Khān Abdul Ghaffār Khān (6 February 1890 – 20 January 1988) (Pashto: خان عبدالغفار خان), nicknamed Bāchā Khān (Pashto: باچا خان, lit. "king of chiefs") or Pāchā Khān (پاچا خان), was a Pashtun independence activist against the rule of the British Raj. He was a political and spiritual leader known for his nonviolent opposition, and a lifelong pacifist and devout Muslim.[20] A close friend of Mohandas Gandhi, Bacha Khan was nicknamed the "Frontier Gandhi" in British India.[21] Bacha Khan founded the Khudai Khidmatgar ("Servants of God") movement in 1929, whose success triggered a harsh crackdown by the colonial authorities against him and his supporters, and they experienced some of the most severe repression of all Indian independence activists.[22] Khan strongly opposed the All-India Muslim League's demand for the partition of India.[23][24] When the Indian National Congress declared its acceptance of the partition plan without consulting the Khudai Khidmatgar leaders, he felt very sad and told the Congress "you have thrown us to the wolves."[25] After partition, Badshah Khan pledged allegiance to Pakistan and demanded an autonomous "Pashtunistan" administrative unit within the country, but he was frequently arrested by the Pakistani government between 1948 and 1954. In 1956, he was again arrested for his opposition to the One Unit program, under which the government announced to merge the former provinces of West Punjab, Sindh, North-West Frontier Province, Chief Commissioner's Province of Balochistan, and Baluchistan States Union into one single polity of West Pakistan. Badshah Khan also spent much of the 1960s and 1970s either in jail or in exile. Upon his death in 1988 in Peshawar under house arrest, following his will, he was buried at his house in Jalalabad, Afghanistan. Tens of thousands of mourners attended his funeral, marching through the Khyber Pass from Peshawar to Jalalabad, although it was marred by two bomb explosions killing 15 people. Despite the heavy fighting at the time, both sides of the Soviet–Afghan War, the communist army and the mujahideen, declared a ceasefire to allow his burial.[26]

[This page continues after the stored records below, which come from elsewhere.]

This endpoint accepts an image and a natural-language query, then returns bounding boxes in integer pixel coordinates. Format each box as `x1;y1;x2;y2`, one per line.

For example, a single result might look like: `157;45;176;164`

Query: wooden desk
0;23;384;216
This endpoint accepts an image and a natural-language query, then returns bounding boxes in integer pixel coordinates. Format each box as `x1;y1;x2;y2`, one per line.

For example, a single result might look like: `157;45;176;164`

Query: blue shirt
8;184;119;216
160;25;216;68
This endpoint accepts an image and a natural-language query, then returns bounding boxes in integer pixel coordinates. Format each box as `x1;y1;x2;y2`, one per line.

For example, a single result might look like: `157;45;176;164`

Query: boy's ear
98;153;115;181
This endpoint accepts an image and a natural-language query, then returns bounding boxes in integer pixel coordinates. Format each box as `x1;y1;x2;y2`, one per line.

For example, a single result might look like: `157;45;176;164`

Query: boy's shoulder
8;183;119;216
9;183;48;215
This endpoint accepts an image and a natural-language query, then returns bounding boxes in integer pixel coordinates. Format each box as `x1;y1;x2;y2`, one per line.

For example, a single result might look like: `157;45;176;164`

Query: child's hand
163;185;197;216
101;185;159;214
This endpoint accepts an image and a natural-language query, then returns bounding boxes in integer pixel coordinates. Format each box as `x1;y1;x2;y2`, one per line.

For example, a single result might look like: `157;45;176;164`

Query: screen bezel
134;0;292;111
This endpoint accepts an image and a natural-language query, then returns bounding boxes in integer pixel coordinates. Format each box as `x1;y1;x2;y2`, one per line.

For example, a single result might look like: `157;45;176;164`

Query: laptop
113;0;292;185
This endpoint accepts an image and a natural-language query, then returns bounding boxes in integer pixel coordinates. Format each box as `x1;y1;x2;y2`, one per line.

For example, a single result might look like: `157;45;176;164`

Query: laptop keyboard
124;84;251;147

The Palestinian activist Nafez Assaily has been notable for his bookmobile service in Hebron dubbed "Library on Wheels for Nonviolence and Peace",[27] and hailed as a "creative Muslim exponent of non-violent activism".[28]
The First Intifada began in 1987 initially as a nonviolent civil disobedience movement.[29][30] It consisted of general strikes, boycotts of Israeli Civil Administration institutions in the Gaza Strip and the West Bank, an economic boycott consisting of refusal to work in Israeli settlements on Israeli products, refusal to pay taxes, refusal to drive Palestinian cars with Israeli licenses, graffiti, and barricading.[31][32] Pearlman attributes the non-violent character of the uprising to the movement's internal organization and its capillary outreach to neighborhood committees that ensured that lethal revenge would not be the response even in the face of Israeli state repression.[33]